Tutorials/Infrastructure & Scalability

Infrastructure & Scalability

1. Deployment & Hosting Options

Summary: Frappe/ERPNext is uniquely flexible — it runs on SaaS (Frappe Cloud), any public cloud (AWS/Azure/GCP), on-premise Linux servers, or hybrid setups. There is zero vendor lock-in because the source code is fully open.

  • ✅ SaaS (Frappe Cloud): Managed hosting at cloud.frappe.io. Frappe handles infrastructure, patches, backups. Unlimited users pricing model.
  • ✅ On-premise: Self-hosted on Ubuntu/Debian Linux. Full control.

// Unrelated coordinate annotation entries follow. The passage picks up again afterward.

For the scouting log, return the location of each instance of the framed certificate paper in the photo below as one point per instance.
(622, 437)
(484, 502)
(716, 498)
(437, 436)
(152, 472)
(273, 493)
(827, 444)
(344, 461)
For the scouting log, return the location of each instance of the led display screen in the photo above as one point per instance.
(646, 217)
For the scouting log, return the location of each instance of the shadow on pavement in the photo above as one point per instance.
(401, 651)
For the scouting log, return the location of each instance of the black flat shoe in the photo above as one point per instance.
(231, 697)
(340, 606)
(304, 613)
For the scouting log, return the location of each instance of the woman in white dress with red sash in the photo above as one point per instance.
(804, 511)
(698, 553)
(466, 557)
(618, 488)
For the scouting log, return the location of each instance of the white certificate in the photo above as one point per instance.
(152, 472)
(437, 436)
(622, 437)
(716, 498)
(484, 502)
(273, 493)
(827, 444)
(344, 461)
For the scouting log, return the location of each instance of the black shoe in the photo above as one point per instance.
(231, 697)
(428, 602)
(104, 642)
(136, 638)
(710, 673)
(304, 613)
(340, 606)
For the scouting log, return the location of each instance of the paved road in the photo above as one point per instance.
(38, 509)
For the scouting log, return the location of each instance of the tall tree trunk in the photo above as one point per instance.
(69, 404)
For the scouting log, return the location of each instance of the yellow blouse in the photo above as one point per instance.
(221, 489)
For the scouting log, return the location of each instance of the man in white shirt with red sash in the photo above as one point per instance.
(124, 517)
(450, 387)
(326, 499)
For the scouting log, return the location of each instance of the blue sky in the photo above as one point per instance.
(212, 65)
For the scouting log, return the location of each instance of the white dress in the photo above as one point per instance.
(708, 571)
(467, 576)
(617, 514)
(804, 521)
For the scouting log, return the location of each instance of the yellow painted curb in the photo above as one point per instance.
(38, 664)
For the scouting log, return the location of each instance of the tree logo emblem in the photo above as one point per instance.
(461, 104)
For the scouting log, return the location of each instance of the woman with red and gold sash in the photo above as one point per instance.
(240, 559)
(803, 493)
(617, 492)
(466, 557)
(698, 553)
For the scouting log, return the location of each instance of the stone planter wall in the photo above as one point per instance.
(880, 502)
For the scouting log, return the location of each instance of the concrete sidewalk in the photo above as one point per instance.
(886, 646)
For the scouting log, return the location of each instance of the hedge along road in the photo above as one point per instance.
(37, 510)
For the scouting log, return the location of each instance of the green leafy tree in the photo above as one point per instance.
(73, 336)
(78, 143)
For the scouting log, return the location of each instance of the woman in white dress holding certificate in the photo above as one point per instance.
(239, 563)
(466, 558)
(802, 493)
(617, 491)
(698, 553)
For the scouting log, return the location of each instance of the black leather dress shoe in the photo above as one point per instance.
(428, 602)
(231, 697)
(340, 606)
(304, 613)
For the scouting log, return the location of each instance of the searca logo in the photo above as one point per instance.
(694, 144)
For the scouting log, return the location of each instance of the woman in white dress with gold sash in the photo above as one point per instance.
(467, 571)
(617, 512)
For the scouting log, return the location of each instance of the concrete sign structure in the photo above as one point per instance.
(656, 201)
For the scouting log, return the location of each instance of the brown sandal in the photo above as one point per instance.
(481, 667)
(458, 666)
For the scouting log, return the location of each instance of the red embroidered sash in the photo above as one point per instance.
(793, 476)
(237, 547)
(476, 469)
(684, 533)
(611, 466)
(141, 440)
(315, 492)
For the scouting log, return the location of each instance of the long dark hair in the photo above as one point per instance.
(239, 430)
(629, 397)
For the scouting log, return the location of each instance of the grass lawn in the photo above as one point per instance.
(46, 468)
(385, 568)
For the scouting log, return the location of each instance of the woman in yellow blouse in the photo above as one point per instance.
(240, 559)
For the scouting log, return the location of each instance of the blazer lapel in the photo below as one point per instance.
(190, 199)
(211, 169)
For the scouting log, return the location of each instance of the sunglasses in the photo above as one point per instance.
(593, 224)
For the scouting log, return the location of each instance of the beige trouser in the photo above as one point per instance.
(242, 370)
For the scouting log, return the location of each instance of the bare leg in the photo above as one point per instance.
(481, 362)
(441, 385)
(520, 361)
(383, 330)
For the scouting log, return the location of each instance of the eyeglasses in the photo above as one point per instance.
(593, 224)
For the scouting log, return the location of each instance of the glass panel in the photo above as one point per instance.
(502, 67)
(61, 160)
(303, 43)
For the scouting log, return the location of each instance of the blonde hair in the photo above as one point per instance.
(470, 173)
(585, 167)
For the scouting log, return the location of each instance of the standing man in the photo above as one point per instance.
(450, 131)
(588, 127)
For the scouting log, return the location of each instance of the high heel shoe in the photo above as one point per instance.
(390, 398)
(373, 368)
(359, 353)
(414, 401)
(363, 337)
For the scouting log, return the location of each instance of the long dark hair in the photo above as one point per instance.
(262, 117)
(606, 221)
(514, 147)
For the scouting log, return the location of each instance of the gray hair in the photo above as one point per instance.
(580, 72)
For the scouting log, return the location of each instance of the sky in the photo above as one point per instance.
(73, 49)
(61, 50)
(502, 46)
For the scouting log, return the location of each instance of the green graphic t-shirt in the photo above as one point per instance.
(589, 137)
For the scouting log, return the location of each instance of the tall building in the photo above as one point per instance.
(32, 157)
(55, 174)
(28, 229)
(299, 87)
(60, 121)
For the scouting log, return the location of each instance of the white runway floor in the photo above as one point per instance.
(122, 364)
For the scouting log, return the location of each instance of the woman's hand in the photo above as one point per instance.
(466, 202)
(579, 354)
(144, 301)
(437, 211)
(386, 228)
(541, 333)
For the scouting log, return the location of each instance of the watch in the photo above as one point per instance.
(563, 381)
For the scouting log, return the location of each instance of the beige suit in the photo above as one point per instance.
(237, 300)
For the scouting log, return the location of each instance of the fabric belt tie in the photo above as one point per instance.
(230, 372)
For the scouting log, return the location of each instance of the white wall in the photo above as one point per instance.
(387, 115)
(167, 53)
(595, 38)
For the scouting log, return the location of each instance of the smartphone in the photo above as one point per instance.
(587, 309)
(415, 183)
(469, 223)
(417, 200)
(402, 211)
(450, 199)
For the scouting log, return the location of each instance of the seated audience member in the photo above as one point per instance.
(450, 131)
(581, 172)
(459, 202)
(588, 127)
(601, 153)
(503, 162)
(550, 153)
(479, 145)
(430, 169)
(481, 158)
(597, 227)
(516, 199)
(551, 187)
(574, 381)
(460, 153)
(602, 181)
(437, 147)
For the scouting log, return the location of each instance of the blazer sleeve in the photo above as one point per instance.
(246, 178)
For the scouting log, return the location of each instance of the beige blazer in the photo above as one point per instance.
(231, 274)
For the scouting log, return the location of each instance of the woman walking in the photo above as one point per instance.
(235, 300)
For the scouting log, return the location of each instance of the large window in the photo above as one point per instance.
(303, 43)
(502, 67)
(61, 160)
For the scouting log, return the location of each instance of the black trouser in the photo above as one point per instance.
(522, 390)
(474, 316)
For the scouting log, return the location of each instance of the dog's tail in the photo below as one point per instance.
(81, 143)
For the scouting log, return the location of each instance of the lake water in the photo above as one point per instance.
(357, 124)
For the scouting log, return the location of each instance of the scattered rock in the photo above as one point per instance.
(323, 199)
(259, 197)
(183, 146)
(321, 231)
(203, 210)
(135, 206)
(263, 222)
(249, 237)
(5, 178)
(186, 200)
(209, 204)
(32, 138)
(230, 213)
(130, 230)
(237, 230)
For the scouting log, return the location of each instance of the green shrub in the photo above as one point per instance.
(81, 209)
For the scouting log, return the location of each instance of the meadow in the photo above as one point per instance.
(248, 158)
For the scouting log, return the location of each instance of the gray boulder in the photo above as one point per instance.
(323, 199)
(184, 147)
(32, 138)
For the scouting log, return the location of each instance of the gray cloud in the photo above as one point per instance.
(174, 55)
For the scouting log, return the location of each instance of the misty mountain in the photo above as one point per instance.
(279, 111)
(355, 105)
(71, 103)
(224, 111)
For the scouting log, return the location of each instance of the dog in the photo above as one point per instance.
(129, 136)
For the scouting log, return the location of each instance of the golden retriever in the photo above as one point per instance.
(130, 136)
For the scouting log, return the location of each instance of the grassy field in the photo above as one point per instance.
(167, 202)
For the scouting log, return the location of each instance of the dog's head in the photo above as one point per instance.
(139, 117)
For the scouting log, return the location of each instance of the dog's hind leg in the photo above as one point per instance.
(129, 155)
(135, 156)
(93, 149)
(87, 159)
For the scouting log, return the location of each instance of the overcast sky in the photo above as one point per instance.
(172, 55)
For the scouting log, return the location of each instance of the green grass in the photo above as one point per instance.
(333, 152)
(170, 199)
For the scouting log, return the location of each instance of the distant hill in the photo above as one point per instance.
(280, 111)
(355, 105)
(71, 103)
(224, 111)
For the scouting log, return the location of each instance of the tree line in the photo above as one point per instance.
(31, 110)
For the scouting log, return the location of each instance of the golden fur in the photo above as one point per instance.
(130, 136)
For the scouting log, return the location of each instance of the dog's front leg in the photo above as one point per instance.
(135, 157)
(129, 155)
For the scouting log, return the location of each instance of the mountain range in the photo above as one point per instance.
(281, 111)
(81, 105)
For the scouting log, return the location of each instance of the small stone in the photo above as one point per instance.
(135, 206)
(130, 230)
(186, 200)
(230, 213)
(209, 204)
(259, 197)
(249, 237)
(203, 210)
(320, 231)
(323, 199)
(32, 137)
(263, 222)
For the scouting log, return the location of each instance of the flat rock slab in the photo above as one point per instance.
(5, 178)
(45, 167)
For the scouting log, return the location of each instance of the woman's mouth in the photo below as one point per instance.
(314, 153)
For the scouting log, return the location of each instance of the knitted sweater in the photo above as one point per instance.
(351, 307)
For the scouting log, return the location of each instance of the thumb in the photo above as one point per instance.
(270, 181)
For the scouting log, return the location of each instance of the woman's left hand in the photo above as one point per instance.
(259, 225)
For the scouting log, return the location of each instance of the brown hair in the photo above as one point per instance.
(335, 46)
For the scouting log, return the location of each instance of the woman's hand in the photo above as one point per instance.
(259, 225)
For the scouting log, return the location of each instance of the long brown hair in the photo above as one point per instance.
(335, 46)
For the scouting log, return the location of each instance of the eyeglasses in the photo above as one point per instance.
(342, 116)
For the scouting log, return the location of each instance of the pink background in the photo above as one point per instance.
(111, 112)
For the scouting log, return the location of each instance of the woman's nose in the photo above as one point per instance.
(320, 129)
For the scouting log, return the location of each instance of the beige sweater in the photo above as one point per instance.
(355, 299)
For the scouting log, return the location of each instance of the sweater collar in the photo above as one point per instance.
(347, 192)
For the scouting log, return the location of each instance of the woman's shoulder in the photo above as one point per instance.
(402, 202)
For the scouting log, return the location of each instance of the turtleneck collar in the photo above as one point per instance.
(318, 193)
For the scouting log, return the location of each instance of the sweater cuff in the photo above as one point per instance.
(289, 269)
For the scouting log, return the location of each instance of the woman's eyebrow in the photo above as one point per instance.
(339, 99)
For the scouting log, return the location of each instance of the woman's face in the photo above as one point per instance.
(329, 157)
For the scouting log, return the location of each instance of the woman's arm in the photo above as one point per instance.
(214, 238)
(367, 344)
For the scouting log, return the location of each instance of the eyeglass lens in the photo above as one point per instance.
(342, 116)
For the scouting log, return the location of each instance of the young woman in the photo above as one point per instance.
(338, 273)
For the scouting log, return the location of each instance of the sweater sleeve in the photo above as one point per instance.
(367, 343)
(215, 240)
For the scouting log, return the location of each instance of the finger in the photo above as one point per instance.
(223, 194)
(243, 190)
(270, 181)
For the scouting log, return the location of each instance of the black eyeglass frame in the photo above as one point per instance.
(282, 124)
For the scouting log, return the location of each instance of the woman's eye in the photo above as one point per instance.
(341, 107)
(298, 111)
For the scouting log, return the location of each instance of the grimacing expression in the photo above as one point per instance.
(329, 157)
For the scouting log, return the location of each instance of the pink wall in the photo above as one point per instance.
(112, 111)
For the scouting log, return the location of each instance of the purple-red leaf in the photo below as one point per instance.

Recommended for sensitive data industries.
  • ✅ Public Cloud: AWS, Azure, GCP, DigitalOcean, Linode, Hetzner — all supported. Docker + Kubernetes deployment available.
  • ✅ Indian Cloud Vendors: Deployable on Yotta, NxtGen, BSNL Cloud, Tata TCS Cloud, AWS Mumbai/Hyderabad regions — full data residency in India achievable.
  • ✅ Hybrid: Multiple bench instances can federate data via Event Streaming (Kafka/built-in v12+).
  • ✅ Data Residency: On-premise or Indian-region cloud deployments ensure data never leaves India.
  • ✅ HA Architecture: Master-replica MariaDB, multiple Gunicorn workers, Redis clustering, NGINX load balancer.
  • ⚠️ Frappe Cloud SLA: Inherits AWS/OCI SLA (~99.99% multi-AZ); Frappe's own hosted SLA doesn't explicitly guarantee 99.99%.
  • ✅ DR: Frappe Cloud backs up to Amazon S3 offsite. Self-hosted can use rsync + S3/GCS/Azure Blob.
  • 🔧 Managed HA/DR: Requires proper infra configuration for self-hosted; Frappe Cloud handles this automatically.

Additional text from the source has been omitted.